My life just doesn't feel complete, constantly even when im happy theres an ache there that wont go away and Im just so emotionally drained with it!
 
I don't blame you for needing a rant!! Totally understandable that with a miscarriage, news of twins and your friend's pregnancy things are getting to you. Don't have any wise words of wisdom I'm afraid but really hope it's your time soon. Take care xxx
 
:hug: I have no words of wisdom other than it's perfectly ok to feel the way you do, it's not fair but it's ok. :(
I hope your week gets better. Xx
 
Rant away, it is totally unfair how things have gone for you. MC is awful but its doubly awful when you are ltttc and having ivf. Sending you a virtual hug and hope you have lots of good things around the corner.
 
Sending lots of hugs and really hoping that things go well for you from now on. X x
 
Sending you love and hugs Gemma x x
 
You rant away hon!

I remember that feeling so well of not being able to get how pregnant I should be every week out of my head. It didn't go away until after my EDD - horrible.
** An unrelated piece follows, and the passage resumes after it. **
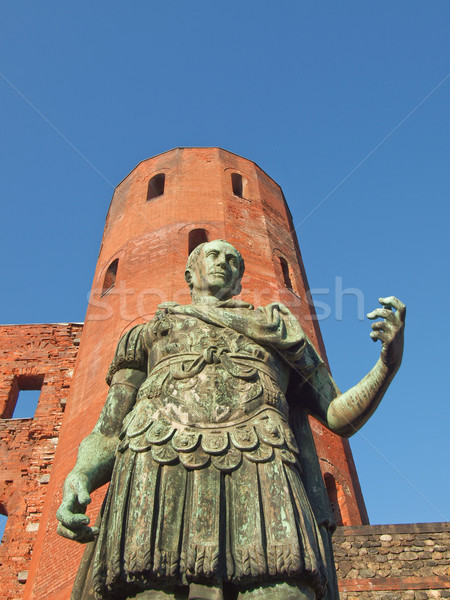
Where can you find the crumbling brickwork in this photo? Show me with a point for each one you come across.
(202, 194)
(31, 357)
I really hope your FET goes to plan in September. Too many of our journeys are too long and too painful, but you WILL get there.

xxxx
 
Hi there,
It's perfectly fine to rant away after everything that you have been through. Fx for the FET in sept are you going to do a natural FET? I found the natural FET so much easier than the full cycle less drugs and stress.
Are you planning on doing something to remember your little one? I know its not the as what you've been through but I planted a peony plant Last summer after our unsuccessful IVF cycle I just wanted to have something to remind us of our little embryo.
Sending you big hugs xx
 
Hi Gemma, just wanted to wish you all the best with your next FET!